It was especially reassuring, then, to see recently an announcement on Lancelot Digital, the news broadcaster, that plans are in place to restore two windmills located in the Salinas de Janubio, in the municipality of Yaiza, here on Lanzarote. The windmills are the symbol of the history behind this spectacular installation from the Lanzarote salt mill.

Their dilapidated state forced the property to restore them, but the high heritage value required numerous permits. This week, it finally received the green light from Costas, the last procedure for recovery, and now it will be possible to proceed with the restoration.

Carlos Padrón, owner of Salinas de Janubio, explained the essence of the mills.

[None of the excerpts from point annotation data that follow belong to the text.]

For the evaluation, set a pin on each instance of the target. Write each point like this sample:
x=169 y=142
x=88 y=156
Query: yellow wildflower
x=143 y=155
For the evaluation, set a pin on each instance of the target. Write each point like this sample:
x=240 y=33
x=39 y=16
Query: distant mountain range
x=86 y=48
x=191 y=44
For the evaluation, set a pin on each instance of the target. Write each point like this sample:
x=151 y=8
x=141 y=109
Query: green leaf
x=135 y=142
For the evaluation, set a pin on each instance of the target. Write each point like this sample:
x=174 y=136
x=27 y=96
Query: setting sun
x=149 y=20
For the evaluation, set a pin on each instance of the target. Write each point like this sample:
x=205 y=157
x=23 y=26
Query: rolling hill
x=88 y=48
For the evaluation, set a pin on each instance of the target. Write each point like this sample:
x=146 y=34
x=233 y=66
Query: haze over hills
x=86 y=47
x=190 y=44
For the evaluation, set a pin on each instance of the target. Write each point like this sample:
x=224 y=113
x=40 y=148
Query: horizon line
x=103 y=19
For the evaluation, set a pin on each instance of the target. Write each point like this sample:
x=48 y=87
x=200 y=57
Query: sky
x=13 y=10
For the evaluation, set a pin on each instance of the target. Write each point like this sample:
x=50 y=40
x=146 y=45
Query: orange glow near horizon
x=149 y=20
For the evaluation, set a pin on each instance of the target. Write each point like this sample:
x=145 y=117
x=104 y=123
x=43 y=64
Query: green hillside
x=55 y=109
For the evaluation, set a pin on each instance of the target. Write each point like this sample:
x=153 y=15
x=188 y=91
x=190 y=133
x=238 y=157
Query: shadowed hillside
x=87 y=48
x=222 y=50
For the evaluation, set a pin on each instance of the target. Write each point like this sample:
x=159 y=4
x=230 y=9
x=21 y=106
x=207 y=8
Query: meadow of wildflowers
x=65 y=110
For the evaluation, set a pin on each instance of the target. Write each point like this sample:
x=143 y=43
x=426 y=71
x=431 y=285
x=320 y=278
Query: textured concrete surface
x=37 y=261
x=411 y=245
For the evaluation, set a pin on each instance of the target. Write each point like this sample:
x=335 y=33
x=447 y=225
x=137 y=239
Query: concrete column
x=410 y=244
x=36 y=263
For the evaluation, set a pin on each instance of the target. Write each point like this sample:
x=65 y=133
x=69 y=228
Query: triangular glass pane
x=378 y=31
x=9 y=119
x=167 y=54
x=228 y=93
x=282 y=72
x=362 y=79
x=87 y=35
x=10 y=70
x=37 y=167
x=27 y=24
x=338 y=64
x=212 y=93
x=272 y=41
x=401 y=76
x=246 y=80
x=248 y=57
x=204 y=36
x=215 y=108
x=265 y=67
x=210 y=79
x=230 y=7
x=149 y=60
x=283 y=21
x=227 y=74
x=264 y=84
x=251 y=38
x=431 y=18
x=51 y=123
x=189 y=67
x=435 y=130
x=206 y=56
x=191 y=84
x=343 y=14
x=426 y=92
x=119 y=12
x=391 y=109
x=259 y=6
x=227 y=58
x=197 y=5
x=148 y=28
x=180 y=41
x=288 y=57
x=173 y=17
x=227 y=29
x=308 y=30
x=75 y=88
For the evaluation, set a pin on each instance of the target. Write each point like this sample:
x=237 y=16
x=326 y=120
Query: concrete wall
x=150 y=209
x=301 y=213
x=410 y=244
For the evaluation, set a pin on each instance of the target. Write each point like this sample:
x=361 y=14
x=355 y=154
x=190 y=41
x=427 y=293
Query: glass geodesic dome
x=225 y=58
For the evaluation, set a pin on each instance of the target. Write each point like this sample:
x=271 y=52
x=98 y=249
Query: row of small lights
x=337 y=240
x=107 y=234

´They are unique in Lanzarote because of the stone floor they have. Since we have been conducting guided tours for a long time, we wanted to restore the marine mills´. he says, explaining the importance of the project for them and everything they have had to do to get it started.

´We have approached the Cabildo (island government), Patrimony and the Environment, obtained the reports and information, and approached the Yaiza City Council, which is the one who gives the license. But we cannot forget that being on the banks of the Charcos these mills also needed the prior authorization of Costas. We have obtained it, this week, and the concession to act in this rehabilitation work´.

Carlos Padrón’s grandfather founded this engineering marvel and with his son, also in the company, the fourth generation has reached the helm of what is perhaps the oldest Lanzarote company.

´These salt flats started in 1895 and are, possibly, one of the oldest companies in Lanzarote and possibly one of those in the Canary Islands. They have never stopped producing, through good and bad times`.

He adds that  ´When Lanzarote changed its economic model and switched to tourism, the Primary sector was abandoned and the salt flats noticed the change, but we have never stopped producing and selling salt.´

The way of working salt is the same as it was more than 100 years ago. The tools are the same, too; Shovels, rakes and wheelbarrows.

´This is the traditional way of working. There is no other way to collect and produce salt´, he says.  ´Janubio is not like other salt flats. I claim that this is a high quality gastronomic product and we are in the primary sector like any other food product. We are not a mining or industrial product ´.

The proposed restoration has been increasingly requested by the public, especially after the introduction of guided the tours for tourists, residents or schoolchildren.

So, maybe the dream of Sara in The Hat could still come true. We hope she will be working again at the Salinas as the dream begins to reach fruition. As soon as we hear any news of Sara we will let you readers know. The conducted tours are one of my unique experiences to be had on Lanzarote and make for a casually informative experience for any resident or tourist interested in the history of the island.